Depuis plusieurs mois déjà, nous travaillons d'arrache-pied sur des dizaines de projets afin d’améliorer la coordination et la trajectoire de patients dans nos urgences, de diminuer la durée moyenne de séjour et d’offrir d’autres options que l’urgence pour traiter les patients moins gravement malades
, assure la porte-parole du CUSM.
Pour les patients autochtones en provenance du Nord, un agent de liaison peut être disponible au besoin pour apporter du soutien, répondre aux questions et faciliter les échanges entre le personnel soignant et le patient.
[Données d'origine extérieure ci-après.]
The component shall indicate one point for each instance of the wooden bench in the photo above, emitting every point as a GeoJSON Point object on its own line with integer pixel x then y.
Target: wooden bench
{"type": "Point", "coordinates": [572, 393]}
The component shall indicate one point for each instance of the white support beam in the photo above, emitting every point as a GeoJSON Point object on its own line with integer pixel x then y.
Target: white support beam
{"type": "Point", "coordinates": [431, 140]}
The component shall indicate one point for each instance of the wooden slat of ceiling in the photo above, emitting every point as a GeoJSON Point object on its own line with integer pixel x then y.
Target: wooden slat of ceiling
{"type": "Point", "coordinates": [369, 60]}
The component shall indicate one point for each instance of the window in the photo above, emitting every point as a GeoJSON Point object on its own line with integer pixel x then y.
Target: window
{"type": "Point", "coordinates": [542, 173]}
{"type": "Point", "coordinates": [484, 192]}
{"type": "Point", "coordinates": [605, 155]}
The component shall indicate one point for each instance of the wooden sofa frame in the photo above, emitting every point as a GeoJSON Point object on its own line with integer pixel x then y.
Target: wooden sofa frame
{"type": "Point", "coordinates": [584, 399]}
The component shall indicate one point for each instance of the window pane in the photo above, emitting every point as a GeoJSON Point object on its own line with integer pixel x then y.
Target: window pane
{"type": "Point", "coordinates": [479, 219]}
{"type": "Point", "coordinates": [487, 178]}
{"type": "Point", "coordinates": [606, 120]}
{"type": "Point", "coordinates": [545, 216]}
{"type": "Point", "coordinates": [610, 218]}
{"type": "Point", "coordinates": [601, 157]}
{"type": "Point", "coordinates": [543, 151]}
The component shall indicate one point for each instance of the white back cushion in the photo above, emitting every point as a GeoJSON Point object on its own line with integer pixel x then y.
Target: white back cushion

De son côté, Pakesso Mukash, le fils de l’ancien grand chef, déplore le traitement vécu par son père, mais aussi celui des Autochtones des communautés isolées du Québec.
Ils sont envoyés par avion à Montréal parce que leur santé nécessite une prise en charge urgente et lorsqu’ils arrivent en ville, ils font face à l’enfer
, lâche-t-il lors d'un entretien. Ils sont obligés de rester sur place et deviennent les victimes d’un système qui ne fonctionne pas.
Il indique aussi que la plupart des hôpitaux de Montréal connaissent une dégradation des services. Il y a beaucoup de violence, les employés sont fatigués et les urgences sont surpeuplées, mais ce n’est pas normal de traiter des patients sans comprendre leur bagage culturel. Les membres des Premières Nations, que ce soit mon père ou n’importe qui d’autre, n’ont pas à endurer l’injustice à un moment où ils ont besoin de réconfort.